In summary, from accurate computational prediction to reasonable sequence generation, and then to conclusive wet experimental verification, a series of interconnected results demonstrate that CleaveNet has constructed an efficient, reliable, and powerful protease substrate design platform. This research not only provides an innovative AI solution to the classic challenge of protease activity regulation but also lays a new methodological foundation for future protease function research and related drug development.
AI-driven innovation in protease substrate design
CleaveNet's AI-assisted protease substrate design technology is driving innovation in the life sciences and biomedicine fields worldwide.
David Baker's team at the University of Washington published groundbreaking research in Science.For the first time, AI has been used to design a serine hydrolase with a complex active site from scratch—one of the largest known families of enzymes.The study introduced a novel machine learning network, PLACER, which not only successfully designed an active enzyme that can efficiently catalyze ester hydrolysis, but also unexpectedly discovered five new protein folding patterns, significantly expanding the structural diversity of this enzyme family.
* Paper Title: Computational design of serine hydrolases
* Paper link:
https://www.science.org/doi/10.1126/science.adu2454
Furthermore, a joint team from several European universities has developed a general model based on the Transformer architecture that can accurately predict protease-substrate interactions. This model integrates global multi-source protease cleavage data, achieving effective prediction of substrate sequences across species. Its generalization ability has been validated in research on proteases from various pathogens, including bacteria and viruses, providing important sequence design basis for the development of anti-infective drugs.

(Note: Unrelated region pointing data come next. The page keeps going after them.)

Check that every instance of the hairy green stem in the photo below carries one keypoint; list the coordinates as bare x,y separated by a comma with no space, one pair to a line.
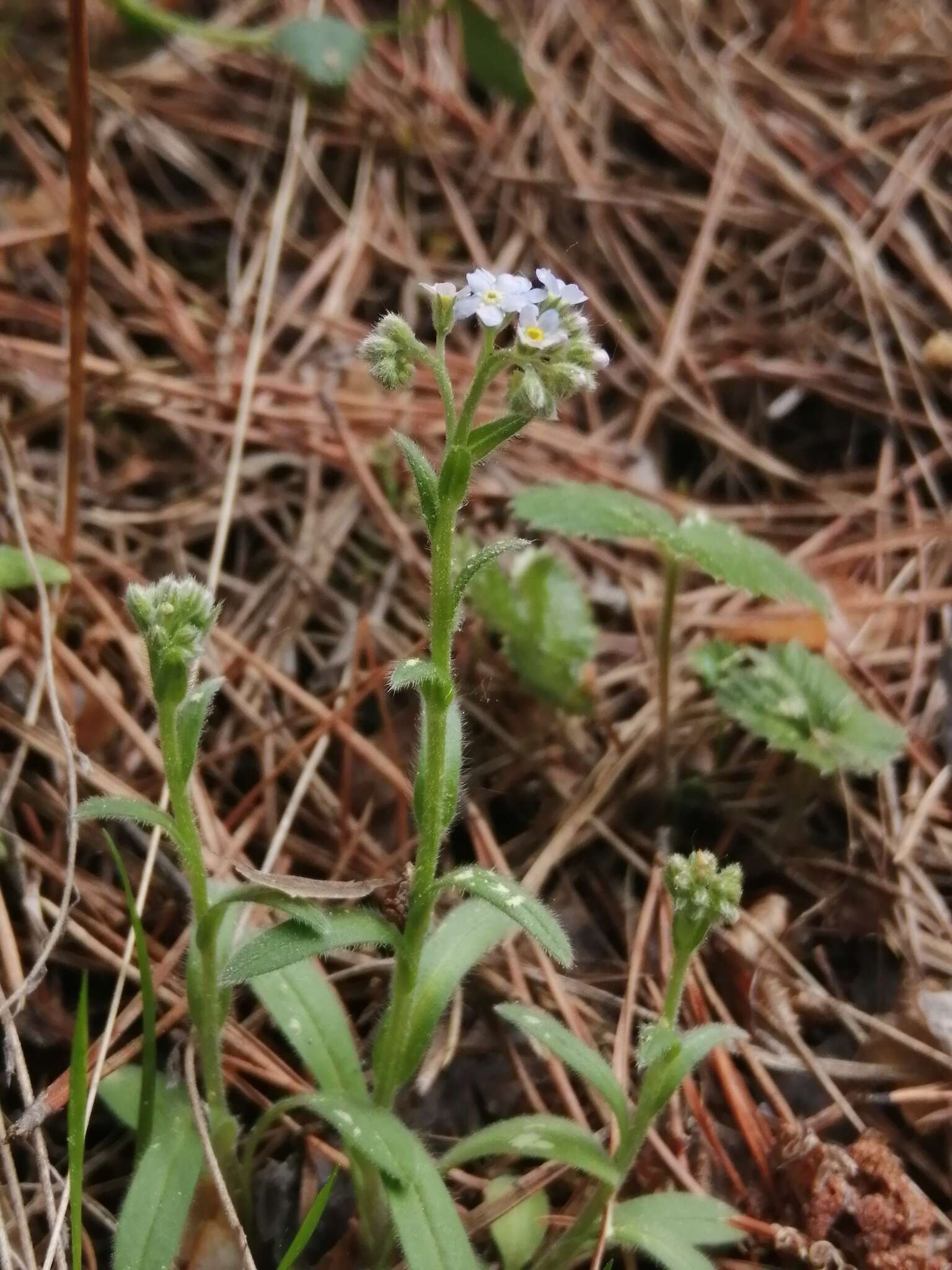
584,1230
193,864
672,575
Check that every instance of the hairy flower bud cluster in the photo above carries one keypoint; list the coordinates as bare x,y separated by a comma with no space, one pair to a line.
174,618
705,895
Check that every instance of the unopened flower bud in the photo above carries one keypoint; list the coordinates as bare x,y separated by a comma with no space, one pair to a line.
174,618
703,894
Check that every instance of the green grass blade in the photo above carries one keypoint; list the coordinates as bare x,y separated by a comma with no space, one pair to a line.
310,1225
146,1095
76,1122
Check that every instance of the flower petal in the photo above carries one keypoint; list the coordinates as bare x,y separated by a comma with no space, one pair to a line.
490,315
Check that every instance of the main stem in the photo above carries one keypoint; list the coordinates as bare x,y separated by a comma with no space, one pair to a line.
207,1026
584,1230
420,908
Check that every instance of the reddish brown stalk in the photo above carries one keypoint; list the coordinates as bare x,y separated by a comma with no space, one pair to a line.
79,265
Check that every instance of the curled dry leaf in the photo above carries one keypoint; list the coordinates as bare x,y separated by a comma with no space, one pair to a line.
312,888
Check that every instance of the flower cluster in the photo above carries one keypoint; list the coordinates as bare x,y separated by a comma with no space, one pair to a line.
705,895
551,356
174,618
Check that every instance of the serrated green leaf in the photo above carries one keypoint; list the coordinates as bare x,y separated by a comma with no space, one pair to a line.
696,1220
145,1116
309,1013
491,60
452,768
667,1073
461,940
518,1233
15,572
327,50
594,512
130,809
155,1209
479,561
546,624
795,701
291,943
489,436
516,902
733,557
309,1226
190,722
76,1121
539,1137
425,478
542,1028
425,1214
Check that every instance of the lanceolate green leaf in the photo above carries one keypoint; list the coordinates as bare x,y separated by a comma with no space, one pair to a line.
584,1062
128,809
460,941
537,1137
518,1233
733,557
699,1220
796,703
423,475
291,943
516,902
191,719
480,559
155,1209
427,1222
327,50
594,512
309,1013
664,1076
146,1101
491,59
76,1122
17,573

It is foreseeable that, with the continued convergence of computational biology, artificial intelligence, and synthetic biology, protease substrate design will evolve from a science that combines art and experience into a highly rationalized and engineered research field. This will not only accelerate the development of novel drugs, diagnostic tools, and green biocatalysts, but also potentially help us ultimately decode the underlying logic of life regulation, ushering in a new era of on-demand programming of life functions.